Monday, September 29, 2014

Apple, the post bendgate fiasco

The #bendgate fiasco tarnished the biggest ever iPhone launch in Apple history, caused hundreds of millions in lost sales and probably billions in reputation damage.

iPhone Salvador Dali Style
Who is responsible? In Apple is one person: the CEO. Here are some details  from Walter Isaacson book about Steve Jobs, to substantiate what I say.

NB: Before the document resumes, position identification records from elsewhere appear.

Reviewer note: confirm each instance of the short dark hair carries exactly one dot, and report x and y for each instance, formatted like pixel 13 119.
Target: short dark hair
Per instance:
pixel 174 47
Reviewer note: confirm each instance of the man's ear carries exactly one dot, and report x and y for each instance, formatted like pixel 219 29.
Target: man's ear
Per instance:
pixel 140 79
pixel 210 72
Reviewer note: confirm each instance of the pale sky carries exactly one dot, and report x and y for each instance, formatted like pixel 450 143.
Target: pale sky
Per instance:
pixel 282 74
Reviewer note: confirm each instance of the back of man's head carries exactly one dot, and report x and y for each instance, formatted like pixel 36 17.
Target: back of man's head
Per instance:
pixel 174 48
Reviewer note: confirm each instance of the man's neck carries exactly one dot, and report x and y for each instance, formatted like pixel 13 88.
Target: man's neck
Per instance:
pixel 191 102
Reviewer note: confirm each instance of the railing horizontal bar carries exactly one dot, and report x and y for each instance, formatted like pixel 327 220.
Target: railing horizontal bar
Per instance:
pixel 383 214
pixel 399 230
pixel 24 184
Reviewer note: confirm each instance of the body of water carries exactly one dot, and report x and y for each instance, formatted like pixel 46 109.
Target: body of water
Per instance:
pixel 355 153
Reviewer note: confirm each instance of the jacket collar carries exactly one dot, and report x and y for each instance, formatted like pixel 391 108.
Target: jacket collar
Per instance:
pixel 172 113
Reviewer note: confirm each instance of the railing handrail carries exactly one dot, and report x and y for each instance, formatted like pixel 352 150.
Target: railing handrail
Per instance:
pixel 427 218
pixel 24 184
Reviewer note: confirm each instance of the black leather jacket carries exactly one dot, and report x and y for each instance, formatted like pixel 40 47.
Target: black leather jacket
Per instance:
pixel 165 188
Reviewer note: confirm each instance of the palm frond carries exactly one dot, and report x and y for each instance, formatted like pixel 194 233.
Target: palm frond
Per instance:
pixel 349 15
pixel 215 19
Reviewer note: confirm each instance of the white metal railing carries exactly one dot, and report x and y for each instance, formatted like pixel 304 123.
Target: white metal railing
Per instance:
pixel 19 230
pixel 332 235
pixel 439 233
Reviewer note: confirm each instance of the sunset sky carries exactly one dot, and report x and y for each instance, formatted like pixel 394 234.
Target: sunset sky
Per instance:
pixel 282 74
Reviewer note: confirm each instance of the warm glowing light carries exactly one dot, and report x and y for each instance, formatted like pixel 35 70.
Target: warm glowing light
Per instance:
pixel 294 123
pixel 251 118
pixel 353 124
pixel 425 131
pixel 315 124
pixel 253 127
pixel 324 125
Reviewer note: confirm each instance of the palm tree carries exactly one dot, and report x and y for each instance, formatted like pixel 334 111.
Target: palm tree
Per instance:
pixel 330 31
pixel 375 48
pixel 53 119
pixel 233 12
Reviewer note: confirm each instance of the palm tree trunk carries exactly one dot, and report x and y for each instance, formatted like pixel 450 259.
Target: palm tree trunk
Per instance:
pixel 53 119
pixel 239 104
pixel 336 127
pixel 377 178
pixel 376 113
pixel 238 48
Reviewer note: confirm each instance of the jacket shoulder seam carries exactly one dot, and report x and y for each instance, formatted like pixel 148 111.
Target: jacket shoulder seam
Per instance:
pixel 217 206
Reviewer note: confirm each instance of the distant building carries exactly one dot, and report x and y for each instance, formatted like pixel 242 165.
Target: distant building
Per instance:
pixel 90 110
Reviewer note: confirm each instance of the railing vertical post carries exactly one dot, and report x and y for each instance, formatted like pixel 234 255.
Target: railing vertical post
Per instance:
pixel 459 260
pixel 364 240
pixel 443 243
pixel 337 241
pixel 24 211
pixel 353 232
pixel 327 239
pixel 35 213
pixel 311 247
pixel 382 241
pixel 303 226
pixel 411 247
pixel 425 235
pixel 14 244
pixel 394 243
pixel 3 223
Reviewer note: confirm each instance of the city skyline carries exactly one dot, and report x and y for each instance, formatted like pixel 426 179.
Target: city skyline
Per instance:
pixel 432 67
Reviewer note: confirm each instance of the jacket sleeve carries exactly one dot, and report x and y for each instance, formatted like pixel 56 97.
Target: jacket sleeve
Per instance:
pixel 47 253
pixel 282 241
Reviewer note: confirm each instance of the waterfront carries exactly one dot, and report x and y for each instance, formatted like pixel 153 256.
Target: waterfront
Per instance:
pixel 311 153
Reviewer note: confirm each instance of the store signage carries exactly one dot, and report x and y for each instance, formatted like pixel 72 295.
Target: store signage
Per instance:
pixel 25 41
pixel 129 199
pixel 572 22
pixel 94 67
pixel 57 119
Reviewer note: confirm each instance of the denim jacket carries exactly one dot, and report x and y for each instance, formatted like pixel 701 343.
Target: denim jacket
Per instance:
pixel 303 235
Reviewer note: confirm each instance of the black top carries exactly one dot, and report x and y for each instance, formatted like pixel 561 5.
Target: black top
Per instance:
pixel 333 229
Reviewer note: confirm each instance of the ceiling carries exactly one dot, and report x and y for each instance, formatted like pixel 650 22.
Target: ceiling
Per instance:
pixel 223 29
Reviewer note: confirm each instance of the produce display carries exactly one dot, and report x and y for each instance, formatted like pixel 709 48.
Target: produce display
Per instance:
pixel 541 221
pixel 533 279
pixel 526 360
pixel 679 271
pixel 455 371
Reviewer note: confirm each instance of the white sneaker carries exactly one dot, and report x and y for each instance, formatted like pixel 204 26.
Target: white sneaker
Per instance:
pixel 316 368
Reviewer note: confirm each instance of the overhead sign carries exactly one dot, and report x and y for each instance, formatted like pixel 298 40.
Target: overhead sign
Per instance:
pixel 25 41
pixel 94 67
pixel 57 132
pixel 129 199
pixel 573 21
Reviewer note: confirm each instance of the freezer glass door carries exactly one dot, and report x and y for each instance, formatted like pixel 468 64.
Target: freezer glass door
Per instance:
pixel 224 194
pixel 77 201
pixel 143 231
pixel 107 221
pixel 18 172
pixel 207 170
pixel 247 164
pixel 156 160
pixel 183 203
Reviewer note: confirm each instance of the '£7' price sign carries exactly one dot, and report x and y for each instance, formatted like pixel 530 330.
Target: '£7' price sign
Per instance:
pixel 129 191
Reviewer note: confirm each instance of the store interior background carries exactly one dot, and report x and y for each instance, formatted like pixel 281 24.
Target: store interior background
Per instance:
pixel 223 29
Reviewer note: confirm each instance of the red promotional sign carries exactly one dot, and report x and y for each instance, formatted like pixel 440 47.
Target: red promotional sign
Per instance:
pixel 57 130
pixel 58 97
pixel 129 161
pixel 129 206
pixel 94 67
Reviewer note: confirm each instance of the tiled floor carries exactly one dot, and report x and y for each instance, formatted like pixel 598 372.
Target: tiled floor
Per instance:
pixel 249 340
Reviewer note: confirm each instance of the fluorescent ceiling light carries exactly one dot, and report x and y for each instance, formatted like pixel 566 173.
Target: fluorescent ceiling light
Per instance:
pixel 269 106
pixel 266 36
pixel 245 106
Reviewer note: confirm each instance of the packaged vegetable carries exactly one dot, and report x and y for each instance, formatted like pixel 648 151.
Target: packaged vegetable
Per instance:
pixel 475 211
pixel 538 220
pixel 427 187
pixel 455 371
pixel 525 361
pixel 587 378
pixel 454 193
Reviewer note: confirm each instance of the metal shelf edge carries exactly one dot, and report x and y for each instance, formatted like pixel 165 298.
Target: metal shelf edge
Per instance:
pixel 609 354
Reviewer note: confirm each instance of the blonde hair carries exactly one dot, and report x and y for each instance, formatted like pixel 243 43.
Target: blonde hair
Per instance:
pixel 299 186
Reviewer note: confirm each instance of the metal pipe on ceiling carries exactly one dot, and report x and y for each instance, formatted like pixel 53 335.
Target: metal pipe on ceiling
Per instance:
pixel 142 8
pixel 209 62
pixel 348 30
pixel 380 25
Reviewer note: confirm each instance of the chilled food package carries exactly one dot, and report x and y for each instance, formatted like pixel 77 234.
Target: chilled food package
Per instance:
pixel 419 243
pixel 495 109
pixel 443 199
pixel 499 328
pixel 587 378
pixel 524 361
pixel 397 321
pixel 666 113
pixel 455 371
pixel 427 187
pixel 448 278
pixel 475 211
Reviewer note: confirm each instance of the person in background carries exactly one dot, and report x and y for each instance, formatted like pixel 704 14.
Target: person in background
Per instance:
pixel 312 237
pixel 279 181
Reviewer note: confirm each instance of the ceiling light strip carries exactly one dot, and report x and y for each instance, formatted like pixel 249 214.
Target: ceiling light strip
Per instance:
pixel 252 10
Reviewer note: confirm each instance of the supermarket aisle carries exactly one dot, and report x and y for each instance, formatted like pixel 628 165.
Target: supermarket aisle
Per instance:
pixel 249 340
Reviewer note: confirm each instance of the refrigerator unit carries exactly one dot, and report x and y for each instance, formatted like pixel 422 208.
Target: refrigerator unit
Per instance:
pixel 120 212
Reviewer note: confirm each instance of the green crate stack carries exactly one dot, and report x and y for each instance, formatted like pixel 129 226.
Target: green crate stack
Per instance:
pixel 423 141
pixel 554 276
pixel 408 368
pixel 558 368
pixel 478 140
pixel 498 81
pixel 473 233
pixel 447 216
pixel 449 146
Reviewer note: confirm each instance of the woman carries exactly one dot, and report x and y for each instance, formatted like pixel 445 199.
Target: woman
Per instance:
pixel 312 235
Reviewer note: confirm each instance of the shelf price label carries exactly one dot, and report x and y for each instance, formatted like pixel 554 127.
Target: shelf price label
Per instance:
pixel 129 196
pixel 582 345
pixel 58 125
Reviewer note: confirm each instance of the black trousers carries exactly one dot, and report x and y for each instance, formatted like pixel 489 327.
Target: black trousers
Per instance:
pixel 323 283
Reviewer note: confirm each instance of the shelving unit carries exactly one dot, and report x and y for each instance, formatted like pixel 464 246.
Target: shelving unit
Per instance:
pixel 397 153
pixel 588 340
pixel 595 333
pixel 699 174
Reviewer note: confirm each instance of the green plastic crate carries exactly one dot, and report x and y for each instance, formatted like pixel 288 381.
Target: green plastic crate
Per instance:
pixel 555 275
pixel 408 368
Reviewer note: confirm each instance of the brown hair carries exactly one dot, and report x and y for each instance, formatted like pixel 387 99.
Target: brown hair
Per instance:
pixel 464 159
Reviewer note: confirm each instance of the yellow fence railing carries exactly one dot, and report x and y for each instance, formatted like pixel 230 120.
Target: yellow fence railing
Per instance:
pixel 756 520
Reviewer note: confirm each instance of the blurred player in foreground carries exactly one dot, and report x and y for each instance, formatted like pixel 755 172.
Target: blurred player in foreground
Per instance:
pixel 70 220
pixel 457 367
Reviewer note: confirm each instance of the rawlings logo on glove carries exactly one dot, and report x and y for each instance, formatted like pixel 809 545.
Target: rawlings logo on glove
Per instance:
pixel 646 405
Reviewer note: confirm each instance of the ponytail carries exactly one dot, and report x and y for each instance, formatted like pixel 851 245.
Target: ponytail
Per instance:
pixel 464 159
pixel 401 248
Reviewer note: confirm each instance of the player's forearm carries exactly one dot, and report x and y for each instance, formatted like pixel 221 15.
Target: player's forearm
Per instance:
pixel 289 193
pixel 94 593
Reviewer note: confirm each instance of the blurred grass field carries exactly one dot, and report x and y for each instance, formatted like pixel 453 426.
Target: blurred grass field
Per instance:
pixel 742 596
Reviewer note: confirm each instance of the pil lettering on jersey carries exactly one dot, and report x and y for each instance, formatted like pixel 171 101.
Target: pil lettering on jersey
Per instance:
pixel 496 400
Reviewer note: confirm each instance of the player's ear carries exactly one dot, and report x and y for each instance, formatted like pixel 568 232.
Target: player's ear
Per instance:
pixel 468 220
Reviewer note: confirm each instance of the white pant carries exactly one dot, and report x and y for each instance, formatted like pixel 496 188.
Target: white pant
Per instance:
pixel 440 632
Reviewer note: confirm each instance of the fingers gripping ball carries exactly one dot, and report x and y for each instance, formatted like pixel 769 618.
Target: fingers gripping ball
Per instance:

During the Apple board meeting  of August 24, 2012, Steve said he can not meet any longer the duties and expectations as Apple's CEO. He was battling a terminal disease. He names Tim Cook successor CEO and he assumes the title of Chairman. At the end of the sad meeting, Steve says:
"Hewlett and Packard built a great company. But now is being dismembered and destroyed. It's tragic. I hope, I've left a stronger legacy so that will never happen at Apple."
Walter Isaacson asks;
"Was  [Steve] smart? No, not exceptionally. Instead, he was a genius. His imaginative leaps were instinctive, unexpected and at times magical. He was indeed, an example of what the mathematician Mark Kac (*)called a magician genius, someone whose insights come out of the blue and require intuition more than mere mental processing power... With a ferocity that could make working with him as unsettling as it was inspiring, he also built the world's most creative company"
Mark Kac

Daniel Mackenzie, a San Francisco based designer writes in his blog
Selecting the right features for your product is a tough topic that defies any clear explanation. The fact is, you could read a hundred books on innovation and play brainstorming games until you’re blue in the face and still launch with the wrong features. The hard truth about deciding on the right product features is that formulas and methodologies can only take you so far and that the rest requires a bit of magic. If this weren’t true, we would have more people like Thomas Edison, Henry Ford and Steve Jobs.
The problem is there are simply too many angles to assess when deciding on a product’s feature set. Some of those angles include the messiness we call human emotions which have a tendency to be fickle and be influenced by social forces we only notice after it’s too late.
 After the dazzling launch of iPhone 6 and 6+,I watched Tim Cook talking in a Charlie Rose interview. Here is what I heard
Rose: Where is Steve in all this?
Cook: Steve is in my heart, and deep in Apple's DNA. His spirit will always be the foundation of the company. I literally think about him every day. His office is still left as it was
Rose: On the 4th floor?
Cook: On the 4th floor, his name is still on the door.  Steve stood for innovation, for the simple and not the complex, and he knew Apple should be only in areas where we control the primary technology ... you could put all the products Apple makes and fit them on this (small) table. We should make $180 billion this year with these products. There is no other company in the world who could say that
Sounds great and emotional, Cook has not substance or know how like Jobs. Tim is not Steve. It is not his fault. That is the way he was born, and other Steve Jobs are in very limited supply.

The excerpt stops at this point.